No segundo semestre da pandemia, os números de mortes e contaminações já eram alarmantes. As doações caíram diante das dificuldades que se espalharam com o vírus. Segundo o IBGE, quase 8,5 milhões de mulheres saíram do mercado de trabalho no terceiro trimestre. Dentre elas, estão as mães-solo responsáveis pelo sustento da família.

O Ministério do Desenvolvimento Social, mostram que no ano passado, 6 milhões de mães-solo estavam incluídas no Bolsa-Família. Dessas, pelo menos 4,8 milhões podem não receber o auxílio esse ano. Já a Síntese de Indicadores Sociais do IBGE revela que 54,9% dessas mulheres vivem com renda per capita inferior a US$ 5,50. De maneira ainda mais estarrecedora, nos domicílios administrados por mulheres negras o percentual sobe para 62,4%.

A força da ancestralidade

O esforço que Amanda faz para entender o lugar onde vive parte do lugar que ela ocupa na sociedade. Como mulher negra, muitas vezes ela se deparou com o abandono e com dificuldades para acessar coisas fundamentais. “Eu acho muito injusta essa realidade, essa falta de apoio.” O nome “Tabuleiro” surgiu desse lugar em que ela e outras mulheres estão, da narrativa de vida das muitas mulheres que se opuseram a um sistema opressor.

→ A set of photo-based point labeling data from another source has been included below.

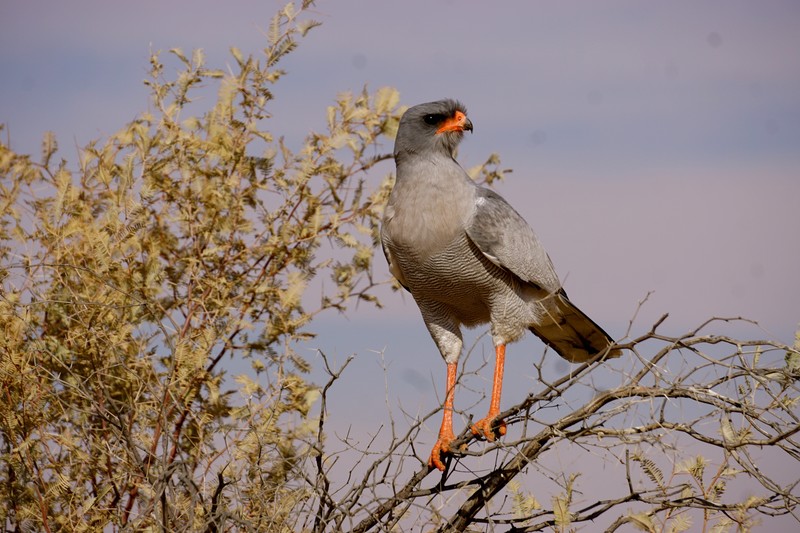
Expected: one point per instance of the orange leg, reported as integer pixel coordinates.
(484, 425)
(446, 434)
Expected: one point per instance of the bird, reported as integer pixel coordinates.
(469, 258)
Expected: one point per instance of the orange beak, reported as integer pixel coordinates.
(458, 122)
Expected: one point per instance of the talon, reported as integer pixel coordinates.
(490, 428)
(442, 446)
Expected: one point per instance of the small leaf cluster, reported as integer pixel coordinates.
(188, 239)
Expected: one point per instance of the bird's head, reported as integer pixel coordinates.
(431, 127)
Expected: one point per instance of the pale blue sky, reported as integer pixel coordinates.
(655, 145)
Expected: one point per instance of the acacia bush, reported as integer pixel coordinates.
(179, 244)
(183, 246)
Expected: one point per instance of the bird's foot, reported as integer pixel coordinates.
(442, 447)
(489, 427)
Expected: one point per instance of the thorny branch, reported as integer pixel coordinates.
(713, 397)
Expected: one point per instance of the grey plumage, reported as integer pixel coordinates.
(466, 255)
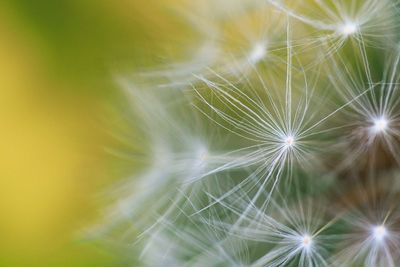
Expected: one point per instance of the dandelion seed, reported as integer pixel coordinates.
(258, 52)
(379, 232)
(380, 124)
(306, 241)
(349, 28)
(289, 141)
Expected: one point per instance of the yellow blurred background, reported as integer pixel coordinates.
(57, 61)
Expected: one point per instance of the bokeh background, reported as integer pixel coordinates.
(59, 104)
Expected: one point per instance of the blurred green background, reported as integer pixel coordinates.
(58, 102)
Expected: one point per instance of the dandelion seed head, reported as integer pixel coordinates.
(348, 28)
(306, 241)
(258, 52)
(289, 141)
(379, 232)
(380, 124)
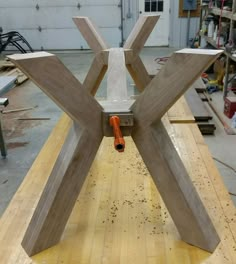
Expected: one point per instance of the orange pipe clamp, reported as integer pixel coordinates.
(119, 142)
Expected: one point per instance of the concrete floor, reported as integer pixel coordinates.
(26, 138)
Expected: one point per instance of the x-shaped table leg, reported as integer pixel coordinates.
(87, 131)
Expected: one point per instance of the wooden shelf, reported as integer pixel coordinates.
(211, 41)
(225, 13)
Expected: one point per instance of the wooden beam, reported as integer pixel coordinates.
(140, 33)
(90, 33)
(139, 73)
(175, 186)
(176, 76)
(49, 74)
(95, 74)
(61, 191)
(116, 76)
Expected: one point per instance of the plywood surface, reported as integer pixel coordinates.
(119, 216)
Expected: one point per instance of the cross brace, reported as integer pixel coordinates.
(141, 121)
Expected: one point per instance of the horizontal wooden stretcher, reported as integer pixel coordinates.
(119, 216)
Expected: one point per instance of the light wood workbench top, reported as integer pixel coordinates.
(119, 216)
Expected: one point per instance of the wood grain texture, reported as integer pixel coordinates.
(90, 33)
(95, 74)
(142, 230)
(176, 76)
(177, 191)
(49, 74)
(180, 112)
(140, 33)
(61, 191)
(116, 76)
(139, 73)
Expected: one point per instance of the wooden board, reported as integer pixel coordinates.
(119, 216)
(180, 112)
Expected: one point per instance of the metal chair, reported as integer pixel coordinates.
(13, 38)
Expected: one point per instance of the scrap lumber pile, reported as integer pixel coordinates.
(7, 68)
(198, 108)
(119, 214)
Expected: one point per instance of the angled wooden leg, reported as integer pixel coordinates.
(53, 78)
(175, 187)
(174, 78)
(61, 191)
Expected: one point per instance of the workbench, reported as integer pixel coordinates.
(119, 216)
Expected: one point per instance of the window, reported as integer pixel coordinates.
(154, 5)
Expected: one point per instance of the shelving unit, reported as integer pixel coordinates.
(231, 16)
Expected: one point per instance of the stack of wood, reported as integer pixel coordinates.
(7, 68)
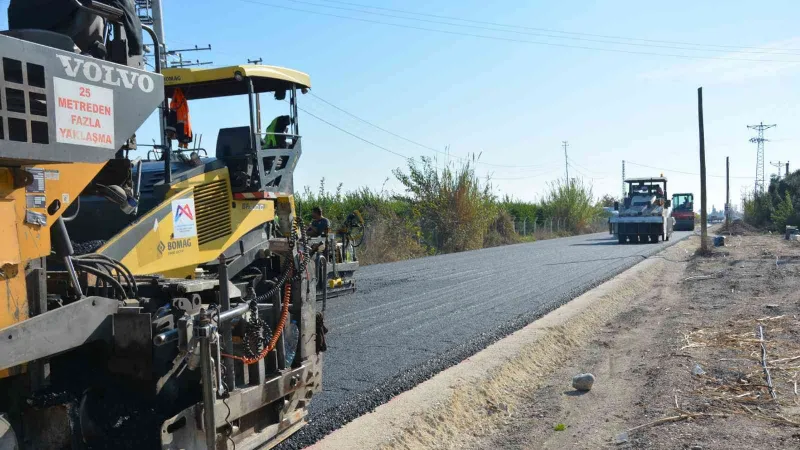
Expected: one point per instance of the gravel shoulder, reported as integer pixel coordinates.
(412, 319)
(701, 313)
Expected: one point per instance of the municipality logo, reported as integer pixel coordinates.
(184, 211)
(183, 220)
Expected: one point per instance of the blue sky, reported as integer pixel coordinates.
(515, 101)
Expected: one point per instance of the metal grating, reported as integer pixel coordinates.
(23, 100)
(212, 206)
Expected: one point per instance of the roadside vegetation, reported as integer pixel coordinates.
(776, 208)
(451, 209)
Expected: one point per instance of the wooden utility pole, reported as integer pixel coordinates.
(728, 192)
(703, 213)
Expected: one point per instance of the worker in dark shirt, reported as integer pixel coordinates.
(319, 225)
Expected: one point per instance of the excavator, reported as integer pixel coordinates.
(193, 325)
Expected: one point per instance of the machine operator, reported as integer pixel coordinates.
(276, 133)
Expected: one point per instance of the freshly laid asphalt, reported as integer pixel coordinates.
(412, 319)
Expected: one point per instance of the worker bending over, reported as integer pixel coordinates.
(320, 225)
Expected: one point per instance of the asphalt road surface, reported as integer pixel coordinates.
(411, 319)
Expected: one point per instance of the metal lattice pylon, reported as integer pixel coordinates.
(759, 187)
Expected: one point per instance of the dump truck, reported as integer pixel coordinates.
(644, 215)
(194, 325)
(683, 211)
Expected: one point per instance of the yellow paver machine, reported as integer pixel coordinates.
(188, 322)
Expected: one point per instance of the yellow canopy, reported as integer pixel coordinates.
(198, 83)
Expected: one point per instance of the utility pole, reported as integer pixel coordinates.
(149, 12)
(258, 96)
(158, 27)
(728, 192)
(779, 165)
(623, 180)
(759, 188)
(703, 211)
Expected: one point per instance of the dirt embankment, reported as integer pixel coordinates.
(683, 365)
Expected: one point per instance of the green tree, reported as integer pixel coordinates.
(454, 208)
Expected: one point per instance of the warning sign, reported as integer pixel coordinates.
(183, 220)
(84, 114)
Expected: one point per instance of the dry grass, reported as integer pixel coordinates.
(736, 383)
(481, 408)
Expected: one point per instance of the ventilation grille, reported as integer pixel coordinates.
(212, 204)
(23, 102)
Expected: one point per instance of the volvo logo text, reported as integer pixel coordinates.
(110, 75)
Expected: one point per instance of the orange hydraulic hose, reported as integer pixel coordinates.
(287, 296)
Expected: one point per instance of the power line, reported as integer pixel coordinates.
(367, 141)
(505, 39)
(354, 135)
(539, 33)
(760, 153)
(662, 169)
(410, 140)
(549, 30)
(573, 163)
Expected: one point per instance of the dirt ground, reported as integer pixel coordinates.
(703, 316)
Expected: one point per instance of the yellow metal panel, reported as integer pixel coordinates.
(63, 183)
(175, 77)
(154, 250)
(13, 297)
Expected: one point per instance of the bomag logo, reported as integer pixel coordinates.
(179, 244)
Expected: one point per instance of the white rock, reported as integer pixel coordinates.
(583, 381)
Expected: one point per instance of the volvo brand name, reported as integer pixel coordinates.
(110, 75)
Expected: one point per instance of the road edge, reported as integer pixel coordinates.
(464, 398)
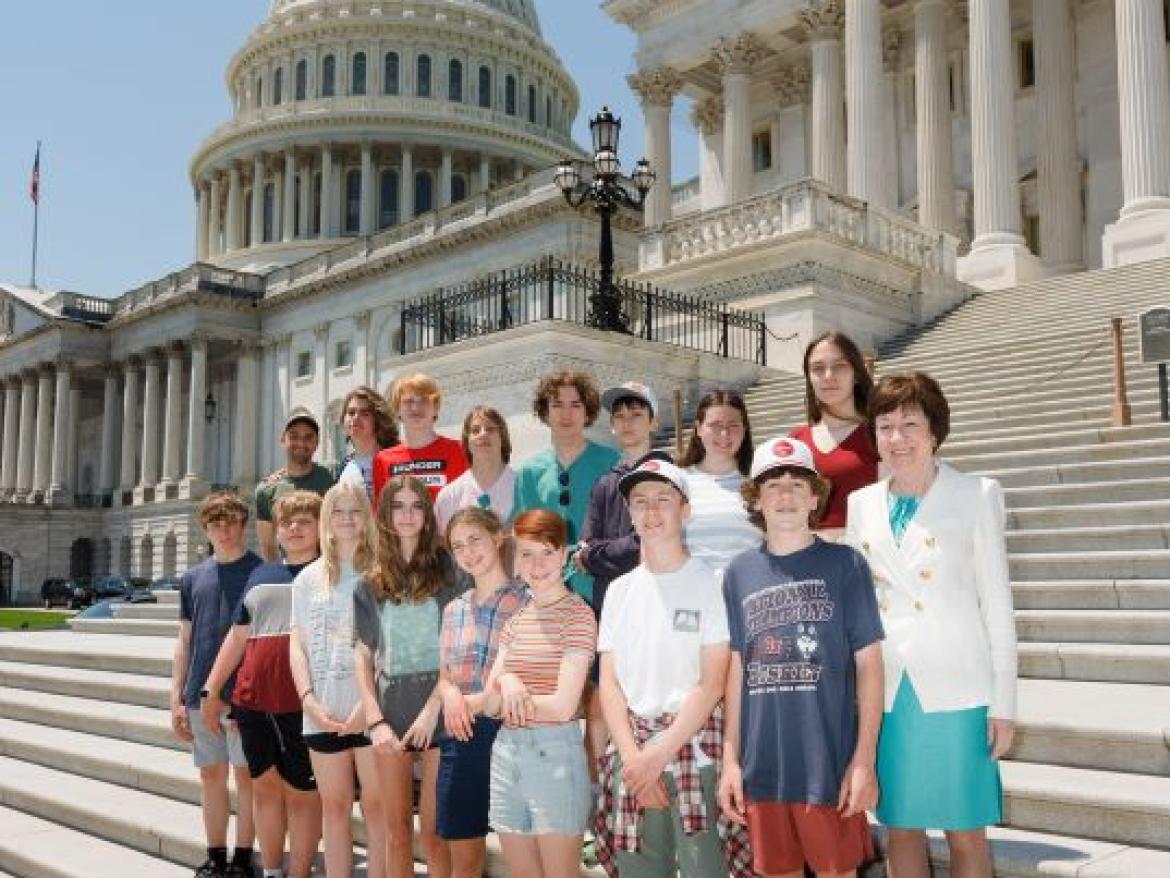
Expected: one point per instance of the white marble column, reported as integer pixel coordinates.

“O Tabuleiro tem todas as diretrizes do candomblé, uma religião matriarcal que ajuda a nos percebermos como mulheres, antes de sermos feministas. As mulheres periféricas não são contempladas pela luta e realidade das mulheres feministas.” diz Amanda.

Todas as dificuldades que Amanda passou hoje são questões que ela trabalha para que não aconteça com mais mulheres. “Trabalhar esse empoderamento, ter essa sororidade. Passar a elas que elas podem, que elas conseguem e que elas não estão sozinhas.. é muito importante pra mim” diz.

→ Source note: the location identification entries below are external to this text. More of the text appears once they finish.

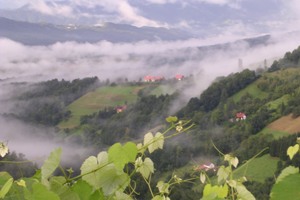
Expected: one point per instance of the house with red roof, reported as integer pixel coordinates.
(240, 116)
(179, 77)
(153, 78)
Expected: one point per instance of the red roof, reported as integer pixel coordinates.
(240, 115)
(179, 76)
(153, 78)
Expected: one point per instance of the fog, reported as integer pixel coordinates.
(107, 60)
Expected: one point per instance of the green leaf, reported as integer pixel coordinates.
(172, 119)
(234, 161)
(292, 150)
(99, 173)
(223, 173)
(215, 192)
(287, 188)
(39, 191)
(223, 191)
(50, 165)
(286, 172)
(90, 167)
(158, 197)
(111, 180)
(202, 177)
(122, 196)
(82, 189)
(3, 149)
(144, 167)
(243, 193)
(6, 187)
(154, 142)
(58, 186)
(121, 155)
(163, 188)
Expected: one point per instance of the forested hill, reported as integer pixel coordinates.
(240, 114)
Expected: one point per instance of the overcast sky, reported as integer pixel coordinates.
(244, 14)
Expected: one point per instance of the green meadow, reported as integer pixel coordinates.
(108, 96)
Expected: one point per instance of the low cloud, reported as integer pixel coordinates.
(107, 60)
(54, 9)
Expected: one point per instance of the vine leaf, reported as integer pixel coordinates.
(234, 161)
(40, 191)
(223, 173)
(50, 165)
(6, 187)
(292, 150)
(243, 193)
(122, 196)
(163, 187)
(154, 142)
(3, 149)
(99, 173)
(172, 119)
(145, 167)
(286, 172)
(121, 155)
(84, 190)
(202, 177)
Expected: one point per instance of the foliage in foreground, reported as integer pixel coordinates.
(110, 174)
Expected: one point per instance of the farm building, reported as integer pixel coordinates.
(240, 116)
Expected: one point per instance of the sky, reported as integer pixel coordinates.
(241, 15)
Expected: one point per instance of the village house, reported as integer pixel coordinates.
(179, 77)
(120, 109)
(240, 116)
(153, 78)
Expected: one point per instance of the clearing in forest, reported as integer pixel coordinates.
(108, 96)
(286, 124)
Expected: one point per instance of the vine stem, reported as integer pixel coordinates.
(149, 186)
(15, 162)
(217, 148)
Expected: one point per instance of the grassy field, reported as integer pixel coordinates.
(100, 98)
(288, 188)
(286, 124)
(259, 169)
(276, 103)
(275, 133)
(163, 90)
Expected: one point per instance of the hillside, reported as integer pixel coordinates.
(269, 102)
(103, 97)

 O Tabuleiro tem suas dores

Tudo o que é pensado no Tabuleiro, o transporte, a alimentação que as meninas recebem para conseguir ficar no curso, é parte desse olhar delicado para a história de vida de cada uma. Porém com o lockdown e o número crescente de mortes por Covid-19, o Tabuleiro está parado. Amanda mantém o Tabuleiro como pode, com os trabalhos autônomos que tem feito.

Hoje, em busca de auxílio para manter o projeto, ela tem alimentado as redes do instagram (@tabuleirodara) para que as pessoas conheçam a iniciativa e possam contribuir com alguma forma de parceria. “Cada uma dessas mulheres precisa pagar água, luz, aluguel. Umas precisam comprar fraldas. E elas não têm renda nem ajuda alguma para isso. E esse auxílio de R$ 350 não dá pra bancar nada disso. E daí vem a insegurança alimentar. Não estamos nem falando de ter comida saudável ou estragada, mas de conseguir se alimentar.”

Amanda ressalta ainda que toda as dificuldades que o país atravessa – e que levam as pessoas da pobreza à miséria – fazem com que a maior liberdade que se possa ter agora é a de se manter viva, como fizeram nossas ancestrais.